First and foremost, enterprise software vendors, acknowledge that the world has changed and will continue to change regardless of what you think should happen or what you want to happen. You are no longer controlling this playing field.

You have two broad choices: dig in your heels in and try to squeeze the last pennies out of antiquated software licensing models, or embrace the changes so enthusiastically that you begin to lead the software delivery revolution – which you have, incredibly, begun to cede to upstarts like Salesforce.com.

I realize that this is tough – like asking John McCain to admit that Iraq was incredibly stupid, expensive and pointless, or Barack Obama to say out loud that he rejected public campaign financing because he can raise so much more money outside the system than inside (and that John McCain would have done exactly the same thing if the fundraising abilities were reversed).

Enterprise software vendors need to admit change – not failure – but they need to do it proactively, aggressively, cooperatively and, yes, with wild enthusiasm.

We are at the end of the CAPEX technology era (CAPEX is capital expenditures). Huge, long-term investments in hardware and software are coming to an end. Listen up software vendors: a ton of CIOs and CTOs are past weary about maintenance and upgrade fees. Every year more and more technology buyers would like to expense their technology investments annually rather than spread their cost over many years. They also loathe being held hostage to processes – and bills – that they cannot control.

We are at the end of the proprietary software life cycle. CIOs know it; CTOs know it and even CFOs know it. It’s a new world in a new era. Pass it on. You all need to go somewhere to work all this out. Here’s what a summit should yield:

• A public commitment to rapidly evolve your business model away from CAPEX-driven enterprise software licensing to alternative delivery models. You all need to shout this message from your rooftops.

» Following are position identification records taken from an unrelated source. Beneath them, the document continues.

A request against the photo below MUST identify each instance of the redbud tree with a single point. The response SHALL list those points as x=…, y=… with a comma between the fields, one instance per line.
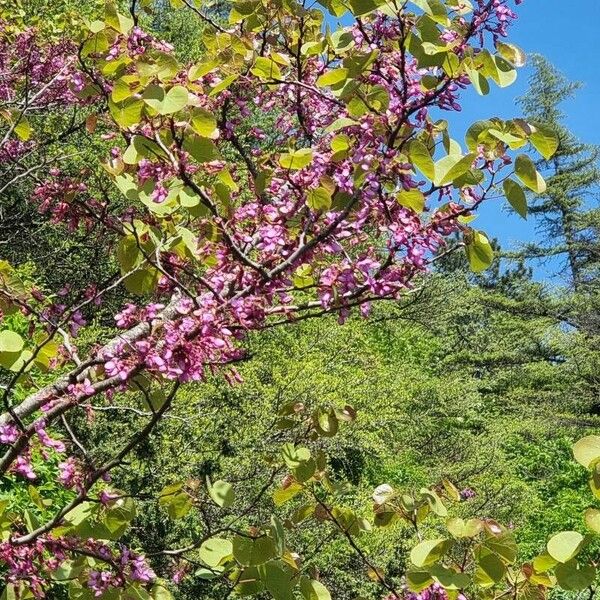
x=215, y=227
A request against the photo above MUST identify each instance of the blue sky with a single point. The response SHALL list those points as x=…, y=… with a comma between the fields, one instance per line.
x=567, y=33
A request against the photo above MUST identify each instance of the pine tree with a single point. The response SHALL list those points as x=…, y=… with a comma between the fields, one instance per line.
x=567, y=215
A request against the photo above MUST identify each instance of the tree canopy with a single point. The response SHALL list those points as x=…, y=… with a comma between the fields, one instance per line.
x=194, y=197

• Invest in software-as-a-service – not on a token basis but in a leadership capacity, directly challenging the business models of the SaaS vendors: why should these companies own this delivery model? Have you lost you minds? Why let them own this space? Are you still not sure the world is changing? Do you still think off-shore drilling will solve our energy problems?

• Proactively work with your clients to offer them migration paths to hosted, pay-by-the-drink delivery models. I realize that this is heresy, but wouldn’t you rather lead them somewhere than chase them later?

• Build templates for migrating from internally hosted applications to externally hosted ones. These pre-packaged configuration management tools would go a long way toward building your credibility and keeping your customers happy (and just plain keeping them).

• Embrace open source software. Sure, it’s the anti-Christ but it’s also the future. We all know that there will actually be proprietary open source flavors but the interoperability of these hybrids will be vastly superior to what we have today. You all need to think about becoming the Red Hats of your industry.

• Publish all the APIs you have – and support them. Make sure that they’re clean and secure and update them on a regular basis. Give them away free with a smile – and keep them coming.

• Redefine your relationship with your clients as partners – not adversaries. If you think you’re welcome in most enterprises then you probably thought U.S. troops would be greeted as liberators by the Iraqis. As you know all too well (perhaps after a few necessary glasses of wine) many of your clients really hate the vice you keep them in. The do not see you as a partner or a friend; they see you as someone trying to squeeze as many dollars as possible from their shrinking technology budgets. You really need to turn this around – and fast, lest you lose more and more of your long-suffering clients to alternative software delivery models.

The real challenge is the reinvention of your business while you simultaneously cannibalize the business model that made you billions of dollars over the past few decades. I know, I know, it’s hard to do these kinds of things, but, trust me, the clock is ticking. If you fiddle too much longer, you will trip into a free fall that will cost you billions over the next few decades.